На площади Испании отношения между ними завязывались сердечней и проще. Степан не претендовал ещё в те счастливые времена на исключительность дружбы, не выслеживал его, не пестовал, не поглядывал свысока, может быть, потому, что ещё не случилось ни «Мёртвых душ», ни «Выбранных мест». Они были связаны лишь взаимными услугами и доверием. Между ними порхала непринуждённость. Они оставались приятелями, обыкновенными русскими, которые встретились в Риме.

На площади Испании, деликатнейшим образом держа его под руку, оглядывая открытым искренним взглядом, в котором сквозило и любопытство и удовольствие на чужбине встретиться с русским, Степан повествовал о своём, задушевном, выношенном и дорогом, и в интонации ровного голоса не вкрадывалось ни дружеского коварства, ни показного тепла:

   — Катитесь во все стороны любезного отечества нашего пути железные, пароходы крылатые, съединяйте в одно живое, гибкое и стройное тело все дремлющие члены великого русского исполина!

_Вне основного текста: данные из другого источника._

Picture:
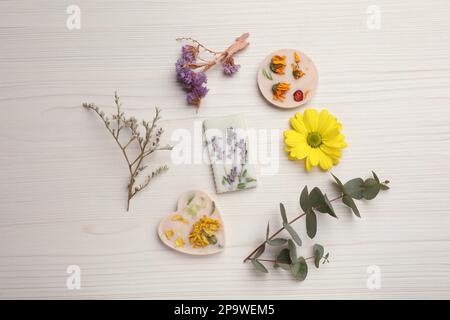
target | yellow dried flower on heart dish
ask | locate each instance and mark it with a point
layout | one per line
(316, 138)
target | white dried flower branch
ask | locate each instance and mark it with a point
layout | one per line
(146, 135)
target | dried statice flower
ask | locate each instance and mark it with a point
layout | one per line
(190, 68)
(146, 135)
(229, 68)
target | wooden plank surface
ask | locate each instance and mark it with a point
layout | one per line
(62, 191)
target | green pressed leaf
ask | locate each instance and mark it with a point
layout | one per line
(316, 198)
(213, 209)
(277, 242)
(371, 189)
(260, 252)
(212, 239)
(375, 176)
(383, 187)
(339, 183)
(311, 224)
(259, 266)
(293, 233)
(330, 208)
(191, 197)
(283, 257)
(354, 188)
(283, 213)
(299, 269)
(304, 200)
(292, 250)
(241, 185)
(318, 254)
(348, 201)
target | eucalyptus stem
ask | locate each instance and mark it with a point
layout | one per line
(281, 229)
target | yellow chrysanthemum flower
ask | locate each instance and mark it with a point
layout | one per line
(315, 137)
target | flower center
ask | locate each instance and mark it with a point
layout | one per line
(314, 139)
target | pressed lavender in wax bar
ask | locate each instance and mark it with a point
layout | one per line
(227, 143)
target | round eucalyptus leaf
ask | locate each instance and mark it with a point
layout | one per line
(304, 200)
(259, 266)
(299, 269)
(277, 242)
(283, 257)
(311, 224)
(348, 201)
(354, 188)
(292, 250)
(318, 254)
(293, 233)
(371, 189)
(316, 198)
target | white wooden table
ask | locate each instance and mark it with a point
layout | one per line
(63, 180)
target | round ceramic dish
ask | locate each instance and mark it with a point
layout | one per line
(307, 83)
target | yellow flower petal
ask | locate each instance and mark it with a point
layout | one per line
(298, 125)
(325, 121)
(325, 162)
(311, 119)
(308, 165)
(314, 156)
(301, 151)
(329, 148)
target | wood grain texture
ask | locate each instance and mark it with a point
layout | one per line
(62, 196)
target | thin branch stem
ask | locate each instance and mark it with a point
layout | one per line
(134, 167)
(198, 43)
(281, 229)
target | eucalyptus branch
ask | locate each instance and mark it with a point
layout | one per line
(148, 142)
(280, 230)
(312, 202)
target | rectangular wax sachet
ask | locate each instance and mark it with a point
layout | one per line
(227, 142)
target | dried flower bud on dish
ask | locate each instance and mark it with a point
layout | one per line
(302, 78)
(278, 64)
(196, 227)
(279, 90)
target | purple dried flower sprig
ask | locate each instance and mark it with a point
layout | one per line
(194, 82)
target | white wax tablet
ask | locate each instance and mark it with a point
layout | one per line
(228, 145)
(196, 228)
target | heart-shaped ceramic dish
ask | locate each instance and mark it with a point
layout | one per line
(196, 227)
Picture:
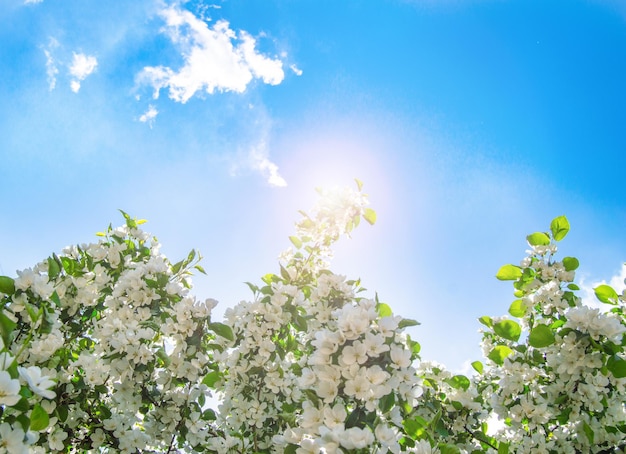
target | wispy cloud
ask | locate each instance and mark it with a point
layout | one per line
(82, 66)
(149, 115)
(51, 68)
(297, 71)
(259, 161)
(215, 58)
(254, 149)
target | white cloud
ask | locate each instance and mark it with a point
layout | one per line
(81, 67)
(588, 295)
(215, 58)
(149, 116)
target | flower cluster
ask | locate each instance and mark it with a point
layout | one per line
(103, 349)
(563, 387)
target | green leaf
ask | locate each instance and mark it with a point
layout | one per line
(299, 323)
(211, 378)
(606, 294)
(499, 354)
(6, 328)
(386, 403)
(588, 432)
(406, 322)
(509, 273)
(538, 239)
(458, 382)
(541, 336)
(370, 216)
(7, 285)
(222, 330)
(517, 309)
(478, 366)
(508, 329)
(297, 242)
(53, 268)
(448, 449)
(570, 263)
(415, 426)
(39, 418)
(617, 366)
(559, 227)
(384, 310)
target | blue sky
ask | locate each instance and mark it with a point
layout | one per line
(472, 123)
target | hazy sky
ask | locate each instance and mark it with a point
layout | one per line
(471, 124)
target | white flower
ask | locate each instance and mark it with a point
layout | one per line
(6, 359)
(357, 438)
(12, 440)
(9, 389)
(39, 384)
(55, 440)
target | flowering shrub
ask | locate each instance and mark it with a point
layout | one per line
(103, 349)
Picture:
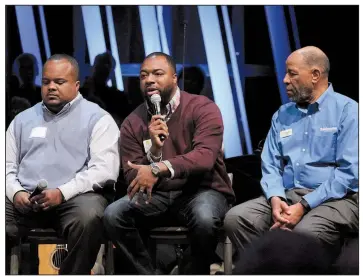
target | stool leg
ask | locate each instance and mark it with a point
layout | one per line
(179, 257)
(152, 251)
(227, 256)
(15, 259)
(109, 259)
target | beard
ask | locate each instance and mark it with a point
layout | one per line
(165, 95)
(301, 95)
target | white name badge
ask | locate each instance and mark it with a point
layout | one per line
(38, 132)
(147, 145)
(285, 133)
(328, 129)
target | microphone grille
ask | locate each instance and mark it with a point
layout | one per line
(155, 98)
(43, 184)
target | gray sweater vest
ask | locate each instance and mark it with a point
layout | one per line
(54, 147)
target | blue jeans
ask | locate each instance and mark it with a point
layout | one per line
(202, 212)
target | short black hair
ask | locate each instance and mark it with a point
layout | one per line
(168, 58)
(70, 59)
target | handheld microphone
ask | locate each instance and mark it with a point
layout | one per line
(156, 100)
(42, 185)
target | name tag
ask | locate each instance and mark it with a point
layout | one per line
(285, 133)
(38, 132)
(147, 145)
(328, 129)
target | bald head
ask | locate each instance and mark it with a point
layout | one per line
(314, 57)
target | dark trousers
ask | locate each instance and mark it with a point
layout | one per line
(79, 220)
(202, 212)
(327, 222)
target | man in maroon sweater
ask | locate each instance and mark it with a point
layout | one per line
(180, 180)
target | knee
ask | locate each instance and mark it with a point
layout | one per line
(89, 218)
(233, 219)
(205, 224)
(113, 214)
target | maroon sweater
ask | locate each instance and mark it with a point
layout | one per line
(193, 147)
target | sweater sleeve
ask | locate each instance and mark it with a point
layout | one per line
(207, 142)
(131, 149)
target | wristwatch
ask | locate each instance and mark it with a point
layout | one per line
(305, 204)
(155, 169)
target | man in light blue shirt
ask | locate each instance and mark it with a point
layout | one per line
(309, 161)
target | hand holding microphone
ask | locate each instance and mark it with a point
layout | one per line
(45, 199)
(42, 185)
(158, 129)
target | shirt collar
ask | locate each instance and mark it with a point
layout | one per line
(66, 106)
(319, 102)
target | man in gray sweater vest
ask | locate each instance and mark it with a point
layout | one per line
(71, 144)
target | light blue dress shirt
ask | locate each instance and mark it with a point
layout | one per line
(314, 148)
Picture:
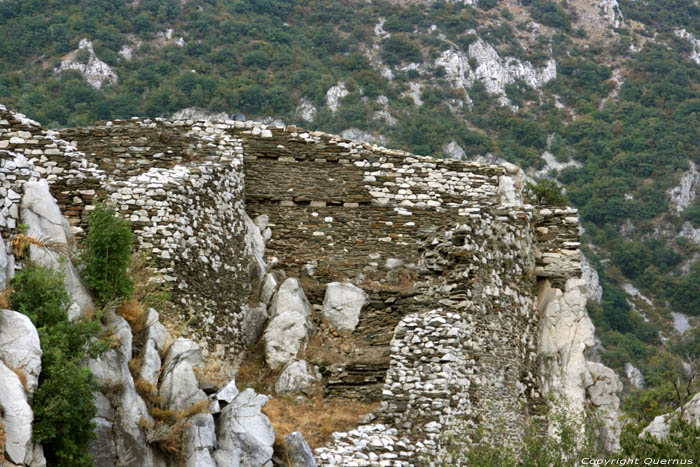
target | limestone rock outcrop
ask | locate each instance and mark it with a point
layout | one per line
(245, 435)
(342, 306)
(20, 348)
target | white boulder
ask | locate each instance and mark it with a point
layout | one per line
(20, 348)
(244, 432)
(342, 306)
(46, 223)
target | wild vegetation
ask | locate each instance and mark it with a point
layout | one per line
(625, 106)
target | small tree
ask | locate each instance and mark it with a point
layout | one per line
(546, 192)
(63, 404)
(107, 253)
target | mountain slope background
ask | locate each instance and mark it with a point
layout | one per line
(602, 96)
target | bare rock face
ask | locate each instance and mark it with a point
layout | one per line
(200, 441)
(96, 72)
(296, 377)
(17, 417)
(342, 306)
(289, 327)
(120, 414)
(566, 332)
(245, 435)
(298, 451)
(45, 223)
(603, 396)
(179, 385)
(20, 348)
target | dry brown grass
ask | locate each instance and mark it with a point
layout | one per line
(3, 438)
(5, 298)
(22, 242)
(22, 376)
(316, 418)
(134, 313)
(148, 391)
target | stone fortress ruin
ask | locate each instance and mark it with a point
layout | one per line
(472, 308)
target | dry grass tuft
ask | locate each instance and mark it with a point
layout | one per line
(22, 242)
(3, 438)
(148, 391)
(316, 418)
(5, 298)
(134, 313)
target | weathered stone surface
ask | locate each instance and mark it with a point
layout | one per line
(566, 332)
(111, 371)
(199, 441)
(298, 451)
(150, 362)
(17, 417)
(253, 323)
(244, 431)
(634, 376)
(283, 338)
(45, 222)
(342, 306)
(228, 393)
(4, 263)
(603, 394)
(179, 386)
(20, 348)
(290, 297)
(295, 377)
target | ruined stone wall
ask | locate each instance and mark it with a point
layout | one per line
(181, 187)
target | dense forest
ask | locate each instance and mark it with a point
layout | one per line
(623, 109)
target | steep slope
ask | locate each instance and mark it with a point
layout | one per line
(601, 95)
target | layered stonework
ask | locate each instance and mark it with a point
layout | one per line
(450, 257)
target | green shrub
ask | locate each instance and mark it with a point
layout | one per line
(546, 192)
(63, 404)
(107, 253)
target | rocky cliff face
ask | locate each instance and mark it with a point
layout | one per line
(442, 295)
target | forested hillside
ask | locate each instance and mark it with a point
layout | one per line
(603, 97)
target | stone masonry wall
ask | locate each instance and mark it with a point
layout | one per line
(181, 187)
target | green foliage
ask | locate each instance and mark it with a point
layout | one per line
(682, 441)
(397, 49)
(546, 192)
(106, 254)
(63, 404)
(549, 14)
(536, 448)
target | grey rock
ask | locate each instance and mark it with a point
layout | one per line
(253, 323)
(17, 417)
(38, 458)
(242, 428)
(283, 338)
(634, 376)
(45, 222)
(200, 440)
(342, 306)
(298, 451)
(228, 393)
(150, 363)
(295, 377)
(20, 348)
(268, 288)
(179, 386)
(290, 297)
(156, 332)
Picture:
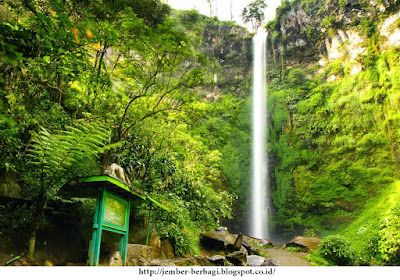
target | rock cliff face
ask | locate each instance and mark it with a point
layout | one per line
(326, 30)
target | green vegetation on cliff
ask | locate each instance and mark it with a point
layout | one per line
(169, 86)
(334, 135)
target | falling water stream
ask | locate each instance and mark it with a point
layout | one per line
(260, 197)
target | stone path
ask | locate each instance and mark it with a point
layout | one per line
(287, 258)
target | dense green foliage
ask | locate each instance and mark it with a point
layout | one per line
(145, 73)
(333, 135)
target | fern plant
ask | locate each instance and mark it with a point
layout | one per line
(52, 157)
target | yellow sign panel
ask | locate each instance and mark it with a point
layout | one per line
(114, 212)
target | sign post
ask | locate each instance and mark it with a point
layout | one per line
(112, 214)
(113, 204)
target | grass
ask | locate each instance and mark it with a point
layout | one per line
(362, 230)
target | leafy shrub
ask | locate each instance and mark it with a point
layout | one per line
(388, 238)
(294, 249)
(309, 232)
(337, 250)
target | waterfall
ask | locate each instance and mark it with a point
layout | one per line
(259, 191)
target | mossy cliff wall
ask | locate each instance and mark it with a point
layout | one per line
(334, 97)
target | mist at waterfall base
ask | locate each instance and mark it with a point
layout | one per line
(259, 202)
(256, 221)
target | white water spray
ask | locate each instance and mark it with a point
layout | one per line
(260, 196)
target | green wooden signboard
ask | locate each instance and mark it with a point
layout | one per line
(113, 204)
(112, 214)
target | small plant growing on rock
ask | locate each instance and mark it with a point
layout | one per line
(337, 250)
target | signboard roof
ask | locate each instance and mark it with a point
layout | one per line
(88, 187)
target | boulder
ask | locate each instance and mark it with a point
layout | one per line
(194, 261)
(155, 242)
(238, 258)
(254, 260)
(271, 262)
(115, 259)
(138, 254)
(167, 250)
(218, 239)
(250, 250)
(218, 260)
(117, 172)
(235, 246)
(307, 243)
(220, 234)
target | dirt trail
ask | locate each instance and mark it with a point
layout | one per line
(287, 258)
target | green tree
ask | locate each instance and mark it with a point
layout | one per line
(53, 156)
(254, 13)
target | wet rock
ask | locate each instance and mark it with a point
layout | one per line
(138, 254)
(159, 262)
(218, 239)
(167, 250)
(115, 259)
(254, 260)
(250, 250)
(271, 262)
(306, 243)
(238, 258)
(238, 243)
(155, 242)
(117, 172)
(194, 261)
(218, 260)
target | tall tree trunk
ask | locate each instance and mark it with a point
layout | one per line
(39, 211)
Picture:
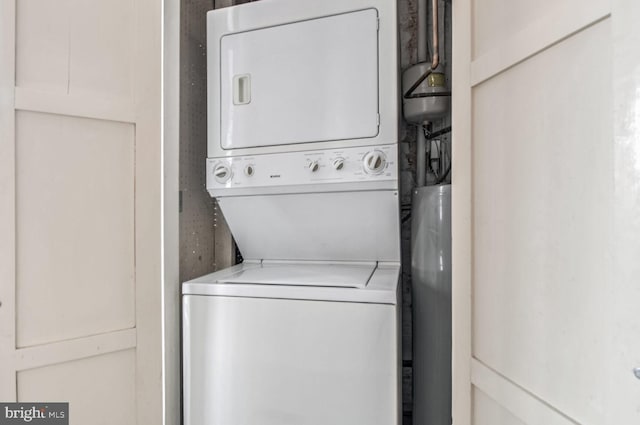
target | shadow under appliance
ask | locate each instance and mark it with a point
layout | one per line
(302, 157)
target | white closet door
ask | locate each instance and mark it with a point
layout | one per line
(80, 319)
(546, 206)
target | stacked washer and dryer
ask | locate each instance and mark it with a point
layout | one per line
(302, 158)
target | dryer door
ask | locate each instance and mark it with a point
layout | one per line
(307, 81)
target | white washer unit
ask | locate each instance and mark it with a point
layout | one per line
(302, 146)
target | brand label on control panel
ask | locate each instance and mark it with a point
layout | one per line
(352, 165)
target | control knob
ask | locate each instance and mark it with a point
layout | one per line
(313, 166)
(222, 173)
(374, 162)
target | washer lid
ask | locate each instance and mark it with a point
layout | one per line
(351, 275)
(264, 280)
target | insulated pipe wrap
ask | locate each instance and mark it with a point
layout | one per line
(431, 280)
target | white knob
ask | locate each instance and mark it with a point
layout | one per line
(222, 173)
(313, 166)
(374, 162)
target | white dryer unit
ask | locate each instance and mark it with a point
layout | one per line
(302, 157)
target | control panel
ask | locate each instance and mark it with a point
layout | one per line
(350, 165)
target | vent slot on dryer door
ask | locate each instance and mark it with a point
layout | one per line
(303, 82)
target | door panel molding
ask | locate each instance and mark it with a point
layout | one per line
(524, 405)
(83, 106)
(7, 202)
(75, 349)
(563, 20)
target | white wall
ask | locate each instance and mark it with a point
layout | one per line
(545, 188)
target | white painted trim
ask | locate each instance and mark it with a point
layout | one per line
(523, 404)
(563, 20)
(461, 230)
(7, 201)
(74, 349)
(97, 107)
(171, 394)
(147, 18)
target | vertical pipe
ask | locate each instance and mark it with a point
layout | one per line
(431, 280)
(421, 160)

Разрабатывай, Россия, богатства, данные тебе Богом в твоей неисчерпаемой и разнообразной природе, развёртывай и высвобождай все свои человеческие силы для великого над нею труда! Однако же помни: неизмеримая духовная сила твоя заготовлена ещё предками в древней жизни твоей, верь в неё, крепи её, как зеницу ока, и во всех твоих новых действиях призывай на помощь её, эту силу, потому что без силы предков никакая другая сила твоя непрочна, никакое дело несостоятельно, и полная, всецелая жизнь всего русского народа и каждого отдельного русского есть невозможна!

Произнося эти речи картинно, с возвышенным пафосом, умело держа интонации, точно в университете студентом читал, Степан всё крепче и ласковей прижимал его слабую руку к своему плотному боку любителя выпить и закусить. Он был хорош в те светлые миги, Степан Шевырев, ни эгоизма, ни самомнения, ни сухого апломба профессора, ни суетной страсти московских старух мешаться в чужие дела и в чуждые ему убежденья не слышалось в этих жарких мечтах о России. Тот Степан целиком отдавался горячей любви своей к родине, и восторженной грустью дрожала его напевная круглая речь:

   — Русская натура повыше всякой иной, истинную правду вам говорю! Вы только поглядите своими глазами окрест: по частям дано было другим народностям европейским разработать прекрасные и возвышенные задачи человеческого образования. И прекрасно, прекрасно! Тот — музыку, другой — живопись, третий — общественную жизнь. Каково? А наша народность соединит, всенепременно соединит все эти прекрасные и возвышенные задачи в одно живое, в одно неразделимое целое! Да, когда-нибудь соединит, в том вся вера моя! Что бы вы думали: природа славянина многостороннее всякой иной. Она менее прочих способна к ошибочным увлеченьям, к глупым пристрастьям. Э, да что там, на Руси всё скроено на богатырскую меру!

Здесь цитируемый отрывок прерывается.